Sales Tax (IVA) Refund in Madrid
You may notice that in Spain you’ll pay a sales tax called IVA, or ‘Impuestos sobre el Valor Añadido’. This value added tax ranges between 10% and 20% depending on the type of goods purchased.
If you’re wondering why you have to pay these taxes if you aren’t a EU (European Union) citizen, then you’ll be glad to know that in some cases, you don’t have to. The bad news though, is that getting a reimbursement takes a bit of extra work and planning.

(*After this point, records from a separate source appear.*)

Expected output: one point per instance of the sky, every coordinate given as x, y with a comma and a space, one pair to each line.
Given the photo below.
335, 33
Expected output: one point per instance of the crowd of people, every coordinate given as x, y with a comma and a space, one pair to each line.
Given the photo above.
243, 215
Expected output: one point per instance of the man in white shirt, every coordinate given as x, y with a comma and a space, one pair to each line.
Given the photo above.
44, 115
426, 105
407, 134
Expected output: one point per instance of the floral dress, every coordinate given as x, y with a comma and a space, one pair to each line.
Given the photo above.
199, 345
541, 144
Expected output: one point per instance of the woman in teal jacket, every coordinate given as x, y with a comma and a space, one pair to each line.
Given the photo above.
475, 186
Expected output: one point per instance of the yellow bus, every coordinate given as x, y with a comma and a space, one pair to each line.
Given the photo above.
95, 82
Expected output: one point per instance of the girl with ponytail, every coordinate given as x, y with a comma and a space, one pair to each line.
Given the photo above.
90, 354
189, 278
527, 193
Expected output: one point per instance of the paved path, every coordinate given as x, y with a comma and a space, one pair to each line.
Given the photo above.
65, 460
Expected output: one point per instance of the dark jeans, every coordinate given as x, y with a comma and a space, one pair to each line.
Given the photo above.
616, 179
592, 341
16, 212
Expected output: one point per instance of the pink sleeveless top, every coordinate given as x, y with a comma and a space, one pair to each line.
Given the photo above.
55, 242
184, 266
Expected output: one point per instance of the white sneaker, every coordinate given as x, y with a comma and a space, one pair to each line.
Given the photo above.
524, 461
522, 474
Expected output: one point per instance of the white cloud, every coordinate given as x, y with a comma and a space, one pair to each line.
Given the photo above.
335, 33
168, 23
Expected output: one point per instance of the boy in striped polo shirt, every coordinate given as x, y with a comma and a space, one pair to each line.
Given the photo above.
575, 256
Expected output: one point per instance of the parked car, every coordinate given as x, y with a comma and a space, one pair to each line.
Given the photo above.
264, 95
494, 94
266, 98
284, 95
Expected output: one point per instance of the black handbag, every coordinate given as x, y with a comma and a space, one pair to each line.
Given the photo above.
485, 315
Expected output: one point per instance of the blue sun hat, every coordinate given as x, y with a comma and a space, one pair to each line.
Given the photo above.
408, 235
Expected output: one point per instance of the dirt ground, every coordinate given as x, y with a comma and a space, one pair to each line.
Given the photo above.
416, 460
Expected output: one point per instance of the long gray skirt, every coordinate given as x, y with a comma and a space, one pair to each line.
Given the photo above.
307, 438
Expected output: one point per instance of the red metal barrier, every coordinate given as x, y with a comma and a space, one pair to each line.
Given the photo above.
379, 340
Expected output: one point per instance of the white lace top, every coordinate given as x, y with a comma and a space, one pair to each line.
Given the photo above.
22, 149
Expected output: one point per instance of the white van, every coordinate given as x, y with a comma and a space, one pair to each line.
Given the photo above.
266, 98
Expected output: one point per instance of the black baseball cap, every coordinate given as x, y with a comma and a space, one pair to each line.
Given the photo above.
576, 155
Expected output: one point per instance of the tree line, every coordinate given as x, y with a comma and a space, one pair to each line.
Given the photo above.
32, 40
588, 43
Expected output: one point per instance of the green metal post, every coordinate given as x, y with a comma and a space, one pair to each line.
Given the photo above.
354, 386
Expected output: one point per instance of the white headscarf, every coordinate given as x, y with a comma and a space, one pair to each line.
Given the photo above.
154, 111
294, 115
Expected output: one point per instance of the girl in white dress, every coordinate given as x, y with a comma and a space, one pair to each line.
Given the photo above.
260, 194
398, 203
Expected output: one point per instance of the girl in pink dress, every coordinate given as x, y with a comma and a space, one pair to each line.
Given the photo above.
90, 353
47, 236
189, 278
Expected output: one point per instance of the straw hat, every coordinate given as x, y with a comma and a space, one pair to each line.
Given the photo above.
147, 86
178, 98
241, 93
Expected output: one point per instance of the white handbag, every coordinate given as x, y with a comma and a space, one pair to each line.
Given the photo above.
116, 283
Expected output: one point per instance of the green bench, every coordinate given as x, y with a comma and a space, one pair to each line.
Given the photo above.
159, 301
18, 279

Lodging and food purchases aren’t valid for a reimbursement, but most goods, if left in packages and unused while in the country, are eligible. You’ll need to read the specifics of the law, making sure you follow all of the steps, but the basic are:
A minimum spend amount at each merchant must be met, at the time of our visit it was €90.16. Unfortunately, you can’t add multiple transactions together to meet the minimum spend amount. This makes shopping for multiple items in one store, rather than multiple shops, a good idea.
Request the correct form from the merchant. Many stores will have signs in their windows indicating ‘Tax-Free Shopping’. Be sure to have your passport with you and to keep the receipt.
Don’t use or unpackage the goods while you’re still in Spain. Likewise, be sure to have them with you when you go through customs at the port, border, or airport.
File for the IVA tax reimbursement with customs. They may request to see the items purchased for verification along with your receipts. The process could take time, so be sure to arrive well in advance of your scheduled departure.
You have three months from purchase date to submit for an IVA tax reimbursement.
For more IVA information specific to Spain Premier Tax Free is a good resource. For general European Union VAT (Value Added Tax) reimbursement information, along with some good tips, Rick Steves has a handy article.
The vibrancy of Madrid and its people won’t quickly be forgotten. You’ll certainly want to make the most of your trip by immersing yourself in the culture and being prepared for your time in Madrid. But if you stumble a bit, don’t worry, as people are overwhelmingly kind and helpful!